Meu primeiro filme de ficção, o Capitães de Abril (2000), foi um investimento de treze anos da minha vida, de muita pesquisa para contar essa história sobre a saída de Portugal de uma longa ditadura. Afinal, Portugal teve a mais longa ditadura fascista da Europa, que durou 48 anos, e conseguiu sair dela de uma forma exemplar, quase única em todo mundo, com a Revolução dos Cravos, um golpe de estado militar, mas em favor da democracia. Ainda assim, marcou todos os portugueses, mesmo os mais jovens, como eu. Portugal e Brasil há muito tempo vem dialogando em relação às suas experiências com a ditadura e, principalmente, em como nos livramos desses regimes tão nefastos. Por tudo isso, não me sinto distante. Pelo contrário, próxima de tudo que acontece no Brasil. O Repare Bem foi uma aventura extraordinária e, de alguma forma, já dialogava com os Capitães de Abril. E o Aos Nossos Filhos dialoga com os dois. São todos familiares uns aos outros.
Fale um pouco da tua relação com a canção Aos Nossos Filhos, de Ivan Lins.
Tudo partiu dessa canção. Quando a Laura sentou para escrever a peça, que resultou em um texto próximo à própria vivência dela, no qual conta como foi o início dessa aventura dela para ter seus filhos. Não sei se você sabe, mas ela teve três filhos com outra mulher. Aliás, com a Marta Nóbrega, que faz o papel da Vanessa, a esposa dela em cena. As duas não são mais casadas, mas aceitaram reviver essa relação no filme.

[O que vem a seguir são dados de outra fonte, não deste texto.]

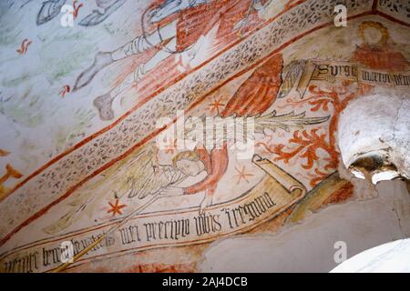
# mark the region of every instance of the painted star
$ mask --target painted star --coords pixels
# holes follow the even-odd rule
[[[222,97],[220,97],[218,100],[214,100],[213,103],[209,105],[210,113],[216,112],[216,113],[220,114],[220,107],[222,107],[225,105],[223,103],[220,102],[220,99],[222,99]]]
[[[111,202],[108,202],[109,206],[111,206],[111,209],[109,209],[107,213],[111,213],[112,216],[115,216],[116,215],[122,215],[121,208],[124,208],[127,206],[125,204],[119,205],[119,199],[116,200],[116,204],[113,205]]]
[[[238,172],[238,175],[235,175],[235,176],[238,177],[238,183],[241,183],[241,181],[243,179],[246,182],[249,183],[249,180],[246,178],[247,176],[253,176],[253,174],[249,174],[246,173],[246,169],[245,166],[242,166],[241,170],[239,170],[236,166],[235,166],[235,170]]]
[[[165,153],[174,154],[176,148],[177,148],[177,140],[174,141],[169,140],[169,144],[165,146]]]

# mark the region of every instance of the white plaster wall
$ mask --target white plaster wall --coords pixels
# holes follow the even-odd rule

Então, voltando, a Laura conta que estava ouvindo a canção do Ivan Lins, aquela carta dos pais envolvidos com a resistência contra a ditadura aqui no Brasil, pedindo perdão aos filhos por serem pais ausentes, pais perseguidos, presos, torturados, exilados etc. Ela escreveu a peça com isso em mente. Depois, quando descobriu que a Marieta não poderia fazer no teatro e se viu tendo que procurar uma atriz para substitui-la, um familiar dela a alcançou um disco meu, no qual cantava Aos Nossos Filhos. Uma vez mais, essa canção fez um tilt na cabeça dela e foi por causa dela que nos unimos.
O Claudio Lins, portanto, está presente como uma homenagem ao pai dele, o Ivan Lins?

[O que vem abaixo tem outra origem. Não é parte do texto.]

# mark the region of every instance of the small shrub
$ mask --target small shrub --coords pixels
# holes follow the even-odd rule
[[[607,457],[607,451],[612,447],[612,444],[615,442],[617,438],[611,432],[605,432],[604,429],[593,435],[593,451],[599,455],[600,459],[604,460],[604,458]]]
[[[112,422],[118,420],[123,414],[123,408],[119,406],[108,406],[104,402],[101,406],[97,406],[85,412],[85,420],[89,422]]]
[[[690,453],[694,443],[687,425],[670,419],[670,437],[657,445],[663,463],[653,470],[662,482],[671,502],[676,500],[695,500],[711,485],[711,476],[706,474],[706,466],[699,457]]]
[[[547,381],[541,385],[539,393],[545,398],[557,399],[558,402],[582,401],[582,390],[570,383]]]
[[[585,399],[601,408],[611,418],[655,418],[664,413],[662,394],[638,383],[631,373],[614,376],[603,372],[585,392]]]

O papel do Claudio é muito importante. É um personagem pensado especificamente para o cinema. Na peça, havia apenas um vago indício de uma entrevista da protagonista que dava para o filho de uma amiga. Quando perguntei para a Laura quem era essa pessoa que a entrevistava, a resposta foi: “não sei”. Foi quando tive a ideia: “vamos fazer essa pessoa existir?”. Para mim era importante falar da questão do desaparecimento. As vítimas da ditadura, muitas vezes se referem como o pior dos sofrimentos talvez seja esse, das pessoas que desaparecem e das quais não ficam sabendo o que lhes aconteceu. Realmente queria um ator que tivesse essa qualidade de escuta, algo que é raro, saber ouvir. A Laura é amiga do Claudio Lins, e quando fiquei sabendo que ele era filho do Ivan Lins, tudo passou a fazer sentido. Tanto que, quando o conheci, ficou evidente que teria que ser ele.
A partir do contexto sócio-político do Brasil de hoje, tão dividido, o que Aos Nossos Filhos tem a dizer a esse espectador?
É um filme aberto ao diálogo. Algo, aliás, que já existia na peça. E foi o que fez com que me apaixonasse pelo texto. A gente sentia que os espectadores ouviam e entendiam que as duas personagens eram inteligentes, ainda que bastante contraditórias. E é assim que as pessoas são. A gente não é um bloco só. Se ouvia uma delas, e pensava: “verdade, tens razão”. Mas, quando a outra começava a falar o oposto, vinha um: “puxa, isso também faz sentido”. Queríamos muito manter essa percepção no filme. Para sair da situação de surdez, a cegueira do Saramago, mas também uma surdez na qual todos gritam muito forte e ninguém escuta nada. O que Aos Nossos Filhos propõe é que nada é simples, tudo é complexo, e é necessário ouvir e pensar a partir dessas complexidades. O fanatismo é simplista, e temos que nos livrar disso. É através do pensamento, da reflexão, que talvez a gente consiga se livrar desse cenário.